The areas in which there is the most clinical evidence to support the use of CBD are in the treatment of anxiety (positive data in 7 uncontrolled studies and 17 randomised controlled trials (RCTs)), psychosis and schizophrenia (positive data in 1 uncontrolled study and 8 RCTs), PTSD (positive data in 2 uncontrolled studies and 4 RCTs) and substance abuse (positive data in 2 uncontrolled studies and 3 RCTs). Seven uncontrolled studies support the use of CBD to improve sleep quality, but this has only been verified in one small RCT. Limited evidence supports the use of CBD for the treatment of Parkinson’s (3 positive uncontrolled studies and 2 positive RCTs), autism (3 positive RCTs), smoking cessation (2 positive RCTs), graft-versus-host disease and intestinal permeability (1 positive RCT each). Current RCT evidence does not support the use of purified oral CBD in pain (at least as an acute analgesic) or for the treatment of COVID symptoms, cancer, Huntington’s or type 2 diabetes.
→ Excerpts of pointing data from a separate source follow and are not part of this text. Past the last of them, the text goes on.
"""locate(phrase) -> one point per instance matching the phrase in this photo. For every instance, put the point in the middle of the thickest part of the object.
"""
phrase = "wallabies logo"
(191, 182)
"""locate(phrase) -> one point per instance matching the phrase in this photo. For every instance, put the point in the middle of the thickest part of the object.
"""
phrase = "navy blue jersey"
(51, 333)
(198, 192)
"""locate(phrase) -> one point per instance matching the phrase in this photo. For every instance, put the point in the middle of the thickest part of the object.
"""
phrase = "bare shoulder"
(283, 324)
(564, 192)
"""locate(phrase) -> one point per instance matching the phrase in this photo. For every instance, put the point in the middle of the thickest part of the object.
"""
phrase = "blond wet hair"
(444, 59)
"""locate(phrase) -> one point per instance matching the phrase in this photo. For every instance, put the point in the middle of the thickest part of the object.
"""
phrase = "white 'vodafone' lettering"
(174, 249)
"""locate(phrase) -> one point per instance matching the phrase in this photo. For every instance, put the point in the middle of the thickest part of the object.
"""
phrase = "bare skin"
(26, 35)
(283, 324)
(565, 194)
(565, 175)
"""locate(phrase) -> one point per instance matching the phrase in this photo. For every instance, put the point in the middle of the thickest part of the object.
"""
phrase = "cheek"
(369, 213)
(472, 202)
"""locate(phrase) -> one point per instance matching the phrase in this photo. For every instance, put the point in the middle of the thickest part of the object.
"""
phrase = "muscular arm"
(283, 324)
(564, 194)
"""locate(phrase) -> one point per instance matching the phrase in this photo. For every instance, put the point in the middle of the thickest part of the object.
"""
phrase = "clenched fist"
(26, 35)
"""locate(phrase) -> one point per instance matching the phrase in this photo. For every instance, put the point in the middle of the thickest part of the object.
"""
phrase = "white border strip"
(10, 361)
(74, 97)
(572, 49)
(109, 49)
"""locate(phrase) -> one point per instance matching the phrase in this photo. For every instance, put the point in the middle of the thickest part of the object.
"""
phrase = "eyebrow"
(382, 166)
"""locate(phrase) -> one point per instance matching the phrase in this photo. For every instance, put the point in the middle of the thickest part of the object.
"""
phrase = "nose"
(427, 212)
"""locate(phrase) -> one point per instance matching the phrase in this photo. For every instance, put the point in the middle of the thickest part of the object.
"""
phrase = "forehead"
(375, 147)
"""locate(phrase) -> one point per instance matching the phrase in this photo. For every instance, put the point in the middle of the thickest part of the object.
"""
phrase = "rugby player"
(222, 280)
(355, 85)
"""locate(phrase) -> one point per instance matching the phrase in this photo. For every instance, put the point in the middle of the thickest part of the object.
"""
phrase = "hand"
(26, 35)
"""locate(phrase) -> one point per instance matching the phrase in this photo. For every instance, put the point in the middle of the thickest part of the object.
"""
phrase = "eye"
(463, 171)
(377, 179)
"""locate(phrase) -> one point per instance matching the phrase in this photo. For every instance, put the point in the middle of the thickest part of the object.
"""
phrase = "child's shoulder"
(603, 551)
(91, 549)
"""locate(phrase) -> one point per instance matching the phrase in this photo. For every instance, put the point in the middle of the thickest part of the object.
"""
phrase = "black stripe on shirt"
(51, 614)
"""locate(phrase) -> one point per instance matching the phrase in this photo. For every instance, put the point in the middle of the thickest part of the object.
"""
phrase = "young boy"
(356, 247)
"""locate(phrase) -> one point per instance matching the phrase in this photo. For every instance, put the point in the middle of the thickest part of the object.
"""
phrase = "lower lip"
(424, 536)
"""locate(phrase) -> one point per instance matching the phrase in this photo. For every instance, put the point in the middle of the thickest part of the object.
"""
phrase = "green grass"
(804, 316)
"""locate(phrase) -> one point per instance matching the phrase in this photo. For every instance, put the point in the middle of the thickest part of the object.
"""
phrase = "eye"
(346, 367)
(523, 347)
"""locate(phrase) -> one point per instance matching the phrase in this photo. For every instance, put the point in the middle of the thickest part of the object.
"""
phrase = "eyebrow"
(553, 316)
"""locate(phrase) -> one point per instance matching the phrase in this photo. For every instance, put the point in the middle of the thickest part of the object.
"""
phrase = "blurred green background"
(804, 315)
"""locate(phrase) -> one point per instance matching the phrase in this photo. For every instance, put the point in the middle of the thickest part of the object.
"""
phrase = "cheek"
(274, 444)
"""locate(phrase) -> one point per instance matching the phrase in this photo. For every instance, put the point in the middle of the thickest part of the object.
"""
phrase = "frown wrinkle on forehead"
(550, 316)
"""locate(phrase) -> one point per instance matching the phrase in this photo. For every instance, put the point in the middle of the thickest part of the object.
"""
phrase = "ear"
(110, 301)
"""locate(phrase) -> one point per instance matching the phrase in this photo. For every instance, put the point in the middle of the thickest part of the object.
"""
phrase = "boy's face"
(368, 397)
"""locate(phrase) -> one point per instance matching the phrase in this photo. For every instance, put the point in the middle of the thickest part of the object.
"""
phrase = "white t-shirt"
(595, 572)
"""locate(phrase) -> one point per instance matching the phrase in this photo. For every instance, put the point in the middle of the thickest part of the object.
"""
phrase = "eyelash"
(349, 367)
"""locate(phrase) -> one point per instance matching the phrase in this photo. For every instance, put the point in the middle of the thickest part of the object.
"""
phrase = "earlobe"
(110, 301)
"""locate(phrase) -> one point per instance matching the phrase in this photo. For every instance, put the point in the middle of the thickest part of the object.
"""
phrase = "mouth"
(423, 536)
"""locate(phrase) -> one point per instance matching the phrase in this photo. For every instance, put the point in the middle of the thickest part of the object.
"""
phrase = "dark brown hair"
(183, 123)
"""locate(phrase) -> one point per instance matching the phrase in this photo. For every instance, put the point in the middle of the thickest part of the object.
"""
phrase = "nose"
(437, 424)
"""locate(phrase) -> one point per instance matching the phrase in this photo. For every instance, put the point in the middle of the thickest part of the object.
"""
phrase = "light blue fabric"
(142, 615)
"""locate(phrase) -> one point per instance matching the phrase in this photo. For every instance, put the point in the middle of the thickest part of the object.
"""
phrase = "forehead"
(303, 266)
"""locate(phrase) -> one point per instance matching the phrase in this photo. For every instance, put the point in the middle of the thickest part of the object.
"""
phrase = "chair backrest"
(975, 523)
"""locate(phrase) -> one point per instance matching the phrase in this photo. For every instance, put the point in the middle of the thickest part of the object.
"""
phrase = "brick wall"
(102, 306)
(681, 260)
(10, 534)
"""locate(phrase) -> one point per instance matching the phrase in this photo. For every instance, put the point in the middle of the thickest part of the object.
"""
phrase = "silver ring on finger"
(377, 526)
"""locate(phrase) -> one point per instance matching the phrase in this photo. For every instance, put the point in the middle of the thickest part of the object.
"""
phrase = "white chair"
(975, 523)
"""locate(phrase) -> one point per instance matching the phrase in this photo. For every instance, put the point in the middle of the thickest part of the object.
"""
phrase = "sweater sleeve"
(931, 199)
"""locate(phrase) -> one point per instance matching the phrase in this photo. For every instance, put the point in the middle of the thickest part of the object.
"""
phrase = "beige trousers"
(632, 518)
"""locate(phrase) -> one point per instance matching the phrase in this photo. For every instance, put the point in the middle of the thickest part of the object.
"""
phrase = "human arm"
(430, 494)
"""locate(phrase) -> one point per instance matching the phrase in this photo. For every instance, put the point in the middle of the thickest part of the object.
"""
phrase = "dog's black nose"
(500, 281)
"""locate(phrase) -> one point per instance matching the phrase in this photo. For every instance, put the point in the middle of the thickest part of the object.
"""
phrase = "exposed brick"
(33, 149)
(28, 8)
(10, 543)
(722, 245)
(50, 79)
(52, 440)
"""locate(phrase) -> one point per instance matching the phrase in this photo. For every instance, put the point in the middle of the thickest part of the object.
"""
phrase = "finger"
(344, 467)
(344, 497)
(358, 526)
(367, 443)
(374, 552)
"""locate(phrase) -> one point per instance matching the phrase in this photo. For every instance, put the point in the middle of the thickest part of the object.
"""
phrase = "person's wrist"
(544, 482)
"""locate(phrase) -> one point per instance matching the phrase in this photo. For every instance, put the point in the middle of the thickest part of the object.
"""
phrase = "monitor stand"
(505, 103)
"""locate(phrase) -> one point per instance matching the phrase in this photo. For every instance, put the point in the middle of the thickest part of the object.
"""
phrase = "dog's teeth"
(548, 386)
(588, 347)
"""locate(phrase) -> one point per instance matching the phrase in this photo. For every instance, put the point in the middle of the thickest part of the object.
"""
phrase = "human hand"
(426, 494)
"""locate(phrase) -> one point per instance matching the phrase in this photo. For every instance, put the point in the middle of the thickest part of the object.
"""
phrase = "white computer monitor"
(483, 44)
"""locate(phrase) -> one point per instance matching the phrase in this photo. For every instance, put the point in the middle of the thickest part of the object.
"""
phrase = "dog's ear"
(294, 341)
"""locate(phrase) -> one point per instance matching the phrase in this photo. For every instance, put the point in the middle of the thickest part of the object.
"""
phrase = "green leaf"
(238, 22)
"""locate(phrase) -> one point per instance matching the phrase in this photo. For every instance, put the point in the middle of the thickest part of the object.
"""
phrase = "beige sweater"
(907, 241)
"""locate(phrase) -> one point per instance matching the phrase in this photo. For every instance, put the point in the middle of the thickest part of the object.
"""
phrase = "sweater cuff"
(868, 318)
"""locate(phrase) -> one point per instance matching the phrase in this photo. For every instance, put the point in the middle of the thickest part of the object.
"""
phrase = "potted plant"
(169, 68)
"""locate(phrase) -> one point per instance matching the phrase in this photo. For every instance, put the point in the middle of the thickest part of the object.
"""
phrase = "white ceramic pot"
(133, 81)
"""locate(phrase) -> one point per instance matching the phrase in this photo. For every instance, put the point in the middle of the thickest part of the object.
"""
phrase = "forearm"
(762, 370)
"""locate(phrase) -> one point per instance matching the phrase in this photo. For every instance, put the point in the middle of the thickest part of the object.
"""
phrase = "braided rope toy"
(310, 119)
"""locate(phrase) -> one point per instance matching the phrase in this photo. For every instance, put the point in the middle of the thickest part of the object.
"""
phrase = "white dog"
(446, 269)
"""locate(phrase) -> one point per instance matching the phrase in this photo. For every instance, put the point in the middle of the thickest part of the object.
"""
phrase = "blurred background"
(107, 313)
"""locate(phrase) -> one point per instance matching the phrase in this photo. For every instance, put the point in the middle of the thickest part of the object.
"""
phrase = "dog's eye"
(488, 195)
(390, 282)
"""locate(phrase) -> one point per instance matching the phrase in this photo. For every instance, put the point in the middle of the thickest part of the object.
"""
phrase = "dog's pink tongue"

In conclusion, published clinical evidence does support the use of purified CBD in multiple indications beyond epilepsy. However, the evidence base is limited by the number of trials only investigating the acute effects of CBD, testing CBD in healthy volunteers, or in very small patient numbers. Large confirmatory phase 3 trials are required in all indications.”
“Migraine is a disabling disorder characterized by recurrent headaches, accompanied by abnormal sensory sensitivity and anxiety. Despite extensive historical use of cannabis in headache disorders, there is limited research on the nonpsychoactive cannabidiol (CBD) for migraine and there is no scientific evidence to prove that CBD is an effective treatment. The effects of CBD are examined here using a calcitonin gene-related peptide (CGRP)-induced migraine model that provides measures of cephalic allodynia, spontaneous pain, altered light sensitivity (photophobia), and anxiety-like behavior in C57BL/6J mice. A single administration of CGRP induced facial hypersensitivity in both female and male mice. Repeated CGRP treatment produced progressively decreased levels in basal thresholds of allodynia in females, but not in males. A single CBD administration protected both females and males from periorbital allodynia induced by a single CGRP injection. Repeated CBD administration prevented increased levels of basal allodynia induced by repeated CGRP treatment in female mice and did not lead to responses consistent with migraine headache as occurs with triptans. Cannabidiol, injected after CGRP, reversed CGRP-evoked allodynia. Cannabidiol also reduced spontaneous pain traits induced by CGRP administration in female mice. Finally, CBD blocked CGRP-induced anxiety in male mice, but failed in providing protection from CGRP-induced photophobia in females. These results demonstrate the efficacy of CBD in preventing episodic and chronic migraine-like states with reduced risk of causing medication overuse headache. Cannabidiol also shows potential as an abortive agent for treating migraine attacks and headache-related conditions such as spontaneous pain and anxiety.”